As the complexity of 24-hour global markets has intensified during the past decade, we’ve seen major companies either fail or become irrelevant. Fewer than 75 of the original Fortune 500 companies remain on the list, which first was compiled in 1955. The missing include Blockbuster, Kodak, Pan-Am and JC Penney.
Some might think advances in technology drove many businesses to failure or irrelevance. But I would argue the root cause actually was bias, which can cause a lack of thinking diversity at the executive level.
Bias impedes change.
“Progress is impossible without change, and those who cannot change their minds cannot change anything,” George Bernard Shaw famously said.

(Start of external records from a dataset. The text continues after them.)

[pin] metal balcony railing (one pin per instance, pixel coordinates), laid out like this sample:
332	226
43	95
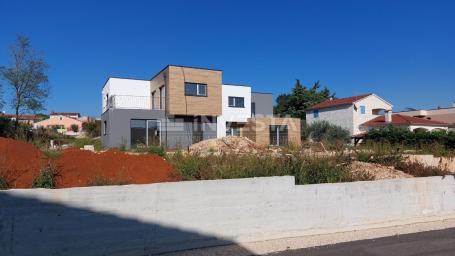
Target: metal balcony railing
134	102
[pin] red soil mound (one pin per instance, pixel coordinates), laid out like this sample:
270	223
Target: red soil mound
78	168
20	162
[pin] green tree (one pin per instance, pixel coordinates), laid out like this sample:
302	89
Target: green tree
26	78
301	98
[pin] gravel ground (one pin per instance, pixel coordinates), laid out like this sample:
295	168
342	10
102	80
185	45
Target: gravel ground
377	171
271	246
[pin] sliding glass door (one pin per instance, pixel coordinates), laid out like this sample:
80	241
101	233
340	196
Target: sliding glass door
153	133
145	133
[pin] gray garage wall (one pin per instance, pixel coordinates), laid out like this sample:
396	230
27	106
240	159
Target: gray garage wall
147	219
179	129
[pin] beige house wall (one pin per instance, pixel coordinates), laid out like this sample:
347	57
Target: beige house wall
258	129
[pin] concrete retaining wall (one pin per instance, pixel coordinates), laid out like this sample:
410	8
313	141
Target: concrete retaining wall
148	219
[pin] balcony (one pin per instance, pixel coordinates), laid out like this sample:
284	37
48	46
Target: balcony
134	102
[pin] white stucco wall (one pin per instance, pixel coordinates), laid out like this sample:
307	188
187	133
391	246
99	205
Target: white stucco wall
231	114
129	93
341	116
371	102
349	117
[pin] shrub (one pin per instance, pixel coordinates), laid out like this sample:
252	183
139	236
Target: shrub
46	178
417	169
74	128
92	128
306	170
327	133
436	142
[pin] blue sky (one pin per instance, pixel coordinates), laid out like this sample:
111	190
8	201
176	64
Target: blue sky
401	50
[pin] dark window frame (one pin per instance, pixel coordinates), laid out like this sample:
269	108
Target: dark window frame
198	86
234	105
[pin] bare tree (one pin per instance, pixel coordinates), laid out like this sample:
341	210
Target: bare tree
27	79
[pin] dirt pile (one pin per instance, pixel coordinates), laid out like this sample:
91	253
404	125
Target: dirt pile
78	168
376	171
20	162
226	145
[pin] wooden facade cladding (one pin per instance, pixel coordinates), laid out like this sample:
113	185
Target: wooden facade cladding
177	103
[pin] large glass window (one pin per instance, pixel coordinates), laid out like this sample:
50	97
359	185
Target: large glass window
195	89
278	135
236	102
233	131
138	133
253	109
162	97
145	133
153	100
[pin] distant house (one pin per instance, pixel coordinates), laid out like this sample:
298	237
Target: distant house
445	115
409	122
349	113
63	122
28	119
73	115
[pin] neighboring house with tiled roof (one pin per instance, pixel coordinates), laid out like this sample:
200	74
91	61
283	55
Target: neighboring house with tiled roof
74	115
441	114
63	124
410	122
349	112
29	119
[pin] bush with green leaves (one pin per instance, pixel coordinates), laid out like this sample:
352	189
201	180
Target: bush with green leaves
325	132
46	178
307	170
92	128
431	142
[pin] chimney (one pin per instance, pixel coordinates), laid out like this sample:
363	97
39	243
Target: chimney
388	116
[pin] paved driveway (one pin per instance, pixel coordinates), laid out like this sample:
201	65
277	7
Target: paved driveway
431	243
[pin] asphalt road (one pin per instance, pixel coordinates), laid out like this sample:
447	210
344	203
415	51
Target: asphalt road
431	243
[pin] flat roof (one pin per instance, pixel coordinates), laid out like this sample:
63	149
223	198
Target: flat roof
182	66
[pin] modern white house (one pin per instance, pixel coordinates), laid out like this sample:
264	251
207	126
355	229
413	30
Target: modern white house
349	112
403	121
126	94
182	105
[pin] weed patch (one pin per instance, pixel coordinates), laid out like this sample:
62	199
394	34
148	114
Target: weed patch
46	178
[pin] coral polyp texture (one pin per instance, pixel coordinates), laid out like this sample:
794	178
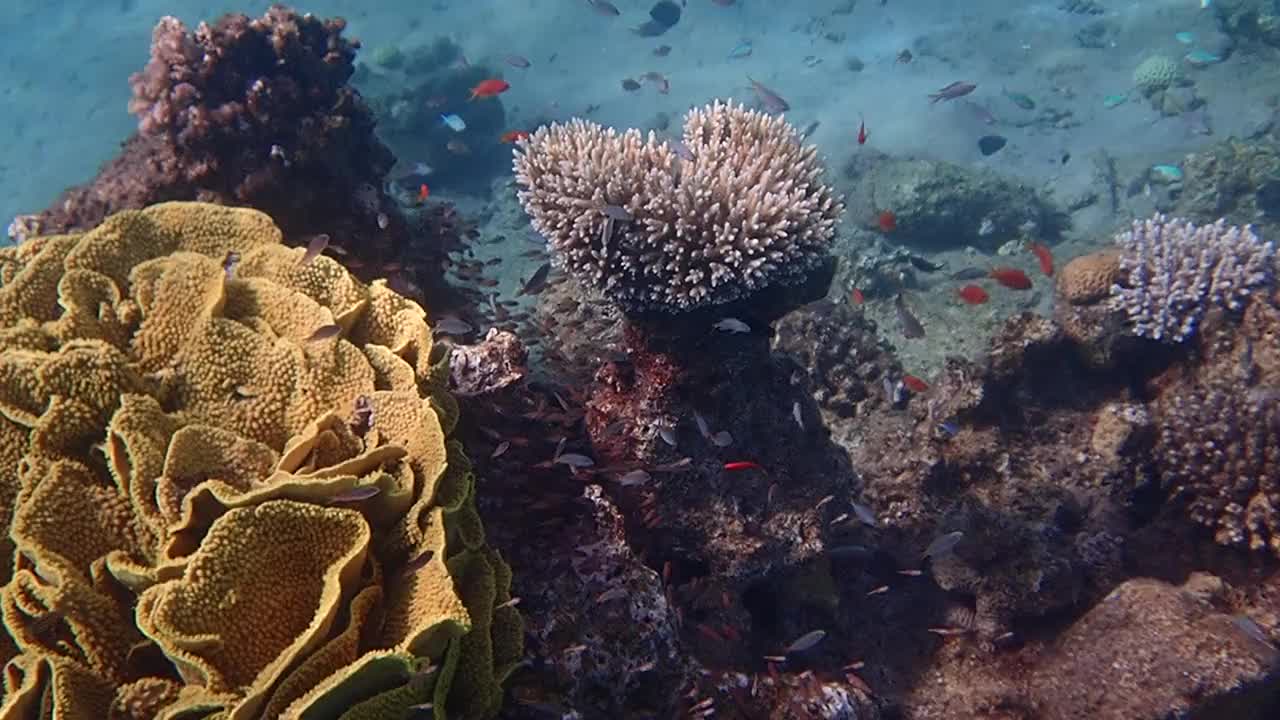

Bias is the act — conscious or unconscious — of either paying attention to facts and information or ignoring them. We use our past experiences and personal beliefs to fill information gaps. It’s like a mental short cut. Our brains are lazy at times, and whether we’d admit it or not, we all have biases. They effect our relationships, communications, judgments and decision-making abilities.
Bias can be managed.
Unfortunately, questionable decision-making isn’t the path to building successful, competitive organizations. While it’s difficult to completely overcome long-held beliefs, you can use a three-step process to train yourself to manage your biases.
- Accept that you have biases and that this is normal and generally unconscious. Many organizations use training to educate employees about these truths. If training is not part of your plan, start with the work Google is doing. The company is in the midst of a multi-year journey to explore how biases impact decisions and how employees can manage them.
- Label the different types of biases that are influencing you and your team’s decisions. There are a multitude of bias types, and it’s important to understand which you’re allowing to impact your business’ performance and success.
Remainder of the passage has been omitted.